Tips for the top: Leading a wellbeing workplace

  • Have a staff mental health policy and plan. The UK Government’s “Thriving at Work” review (an independent review of mental health and employers by Lord Dennis Stevenson and Paul Farmer) can be a useful tool when structuring your plan.
  • Challenge the stigma. Ensure the firm talks about mental health, whether through speaker events or actively signposting resources, and as a leader be open about your experiences.
  • Be honest and authentic. Being genuine, compassionate and honest in the way you approach this topic is key to creating trust and, in turn, a psychologically safe space for employees to express their difficulties without fearing negative consequences. Jonathan’s Voice recommends first examining your own feelings surrounding mental health difficulties. Only then can you approach the issue with authenticity.
  • Challenge unhelpful company culture. This includes ending presenteeism and discouraging long hours. And make sure to encourage staff to have a healthier work/life balance.
  • Make resources available.
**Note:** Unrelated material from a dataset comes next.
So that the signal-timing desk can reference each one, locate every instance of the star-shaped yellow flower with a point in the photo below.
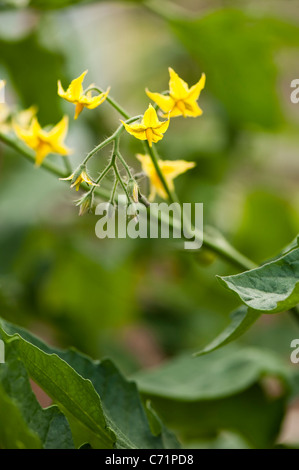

Give employees access to educational resources and apps, employee assistance programmes, counselling and therapy through private medical schemes. Make sure people are aware these supports exist and how to use and access them. Ensure your health scheme allows employees access to a range of therapeutic options.
  • Be a good listener. Listening to what your staff have to say is important too. Consider attending training courses on active listening.
  • Assess mental health risk. In some cases, it is possible to manage the workflow hazards caused by mental health not only by managing stress and workload levels in the first instance, but also by creating contingency plans for when someone is off sick or needs to take some pressure off. For instance, it’s often a good idea to have two attorneys assigned to significant clients or cases.
  • Don’t forget that mental health in the workplace is not just about stress. Consider, for example, how diversity and inclusion or bullying and harassment is addressed. Such issues also affect how safe people feel in the workplace.
  • Ensure the message comes from the top. If the senior leadership team doesn’t walk the talk, meaningful change is less likely to happen. Senior staff should be involved in all initiatives across the firm.
  • Don’t think you’re finished. Regularly audit, go back and see if there’s more you and your firm can do.